I believe that this poem may be read without notes, but nonetheless I’ve provided a brief
historical one below. “Postcard from the Hebron Area” was written at the end of the 20th century in Hebrew by Israeli poet Tuvia Ruebner, who was born in Slovakia in 1924, and escaped to Mandatory Palestine in 1941, managing to evade the Nazis who later murdered his entire family. Ruebner, still writing at the age of 94, translates his work into his first language, German, and his poetry has been awarded Austria’s Konrad Adenauer Prize, as well as the Israel Prize, his country’s highest honor. The poem appears in the bilingual selection of Ruebner’s poetry Late Beauty, published now (in September 2017) by Zephyr Press, translated from the Hebrew by L. Katz and S. Bram.
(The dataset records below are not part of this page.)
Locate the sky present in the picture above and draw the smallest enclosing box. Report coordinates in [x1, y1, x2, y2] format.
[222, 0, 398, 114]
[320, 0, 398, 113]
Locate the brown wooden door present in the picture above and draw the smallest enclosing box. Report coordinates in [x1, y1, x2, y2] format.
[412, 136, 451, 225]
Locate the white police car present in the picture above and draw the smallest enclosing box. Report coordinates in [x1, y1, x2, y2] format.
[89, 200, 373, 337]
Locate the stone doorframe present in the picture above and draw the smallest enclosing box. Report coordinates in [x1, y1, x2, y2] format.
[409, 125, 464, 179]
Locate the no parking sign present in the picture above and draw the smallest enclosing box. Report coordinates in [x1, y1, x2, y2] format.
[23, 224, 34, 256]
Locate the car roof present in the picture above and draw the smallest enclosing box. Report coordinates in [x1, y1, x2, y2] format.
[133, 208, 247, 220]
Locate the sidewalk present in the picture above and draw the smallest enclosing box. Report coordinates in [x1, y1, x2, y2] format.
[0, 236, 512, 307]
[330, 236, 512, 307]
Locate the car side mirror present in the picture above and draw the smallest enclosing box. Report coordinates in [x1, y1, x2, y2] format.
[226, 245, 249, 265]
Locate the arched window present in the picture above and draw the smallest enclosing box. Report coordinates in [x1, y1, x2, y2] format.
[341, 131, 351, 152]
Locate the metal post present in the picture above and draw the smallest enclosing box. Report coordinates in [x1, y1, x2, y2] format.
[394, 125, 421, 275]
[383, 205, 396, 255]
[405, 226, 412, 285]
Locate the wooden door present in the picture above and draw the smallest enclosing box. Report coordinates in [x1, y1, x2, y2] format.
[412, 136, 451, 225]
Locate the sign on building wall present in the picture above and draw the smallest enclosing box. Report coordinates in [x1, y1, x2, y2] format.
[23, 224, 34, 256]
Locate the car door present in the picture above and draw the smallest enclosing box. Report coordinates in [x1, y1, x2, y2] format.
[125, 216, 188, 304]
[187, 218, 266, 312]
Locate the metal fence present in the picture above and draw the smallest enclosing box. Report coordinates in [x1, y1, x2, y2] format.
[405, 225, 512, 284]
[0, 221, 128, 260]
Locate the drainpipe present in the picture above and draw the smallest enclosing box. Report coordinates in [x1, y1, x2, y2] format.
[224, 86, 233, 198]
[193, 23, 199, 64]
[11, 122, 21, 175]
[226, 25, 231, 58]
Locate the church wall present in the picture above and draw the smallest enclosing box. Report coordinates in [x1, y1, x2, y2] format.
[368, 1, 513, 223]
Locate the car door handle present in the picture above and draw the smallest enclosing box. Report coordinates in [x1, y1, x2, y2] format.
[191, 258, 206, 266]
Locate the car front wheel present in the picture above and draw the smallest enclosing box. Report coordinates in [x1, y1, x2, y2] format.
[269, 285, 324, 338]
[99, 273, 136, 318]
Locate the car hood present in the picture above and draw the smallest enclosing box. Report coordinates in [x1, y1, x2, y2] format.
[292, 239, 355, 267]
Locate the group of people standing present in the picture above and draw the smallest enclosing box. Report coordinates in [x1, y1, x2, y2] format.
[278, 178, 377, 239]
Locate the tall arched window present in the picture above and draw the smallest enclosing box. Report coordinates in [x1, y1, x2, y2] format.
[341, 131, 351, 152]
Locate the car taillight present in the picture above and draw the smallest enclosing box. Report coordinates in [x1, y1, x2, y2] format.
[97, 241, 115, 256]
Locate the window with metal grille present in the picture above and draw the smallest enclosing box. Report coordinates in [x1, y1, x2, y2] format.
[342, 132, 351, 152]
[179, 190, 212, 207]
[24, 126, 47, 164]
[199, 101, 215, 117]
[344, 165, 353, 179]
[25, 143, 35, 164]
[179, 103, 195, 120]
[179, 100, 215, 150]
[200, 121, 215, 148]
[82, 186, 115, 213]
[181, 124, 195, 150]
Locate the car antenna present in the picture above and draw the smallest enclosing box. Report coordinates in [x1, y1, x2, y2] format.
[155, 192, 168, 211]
To understand the depth of Ruebner’s rejection of violence on both sides, readers are urged to open their Old Testaments and read about Shimon and Levi. Also worth noting: Ruebner’s skepticism of all religious claims, and his acknowledgment of how chance and mistakes – not only evil intentions – lead to violent situations. It may be that readers of the translation, far from the region and therefore ignorant of West Bank place names in Arabic or Hebrew, may become confused about which of the dead people under discussion is a Jew or an Arab, which well serves Ruebner’s poem.
POSTCARD FROM THE HEBRON AREA
By Tuvia Ruebner
Hebron is a very ancient city.
Our father Abraham is buried there with his wife Sarah
they say. Very holy for a land that lives off death.
In Hebron they eat pita and olives and white cheese
in olive oil in the morning.
On holidays they sacrifice a lamb.
The people of Hebron love the slaughter.
Did they learn this from Jacob’s sons Shimon and Levi?
It’s been
a long time.
And those things happened in Nablus; it’s different in Dura, around Hebron.
In Dura today, three fathers are lost to their children now.
The Hebron area has a bad reputation: it’s a stiff-necked place.
In 1929, sixty-eight yeshiva students, women and children were murdered in
Hebron.
Oh tomb of Abraham our father (they say), our father and theirs.
Oh the young, frightened soldiers. Oh, March 10, 1998.
The moon nearly full, but it was still daylight. Workers from the Hebron area
were riding home. On the Hebron Road, at Tarkumia, there is a checkpoint.
Soldiers stood at the checkpoint. The driver of the car lost control. The car
rushed toward the checkpoint. The checkpoint commander was hurt
and hurled in the opposite direction.
There is also another version.
The soldiers thought the driver wanted to run him over.
It’s hard to know whom to believe and what.
They opened fire in the blink of an eye.
According to instructions. According to orders.
How fast it happens. How fast
one loses shape, becomes something else:
immobile, a plaster face, glass eyes.
Or limp arms afterwards, words in the mouth once again instead of screams.
Yesterday more pita and olives and perhaps sex before dawn.
Yesterday more logarithms, history, girls on the beach. And suddenly
the road is spotted with red. The moon nearly full, white as bone.
Running to and fro, shouts, onward, afterwards the stones.
Do stones reproduce? Slowly, there’s no stopping it, the stones are
fruitful and multiply.
Tr. L. Katz and S. Bram.
NOTE: The city of Hebron in the West Bank is about as contested a place as a place on earth can be. Hebron is the site of the “Cave of the Forefathers,” sacred to (believers in) Judaism, and to (believers in) Islam. Jews and Moslems co-existed in the city until the rise of Jewish, and later Palestinian nationalism, and a 1929 massacre of Jews, when most left. After Israel won the 1967 war with its neighboring Arab states, Israel occupied Gaza, Sinai, the Golan Heights and the West Bank. While Sinai has been turned over to Egypt, Gaza to Palestinian rule, and the Golan has been annexed, the West Bank remains in a fragmented condition with large and small Israeli settlements scattered among Palestinian towns and villages. In the case of Hebron, an Israeli settlement composed of extreme, rightwing Jews has existed in the heart of its old city since the first days after the 1967 war. The commercial center of Hebron near the cave, once a thriving
Palestinian market whose shopkeepers and residents have been expelled, has become a sort of ghost town, ringed by a small, aggressive group of Jewish extremists. Palestinians must live outside this area. Not surprisingly, with no plan for peace, the violence continues.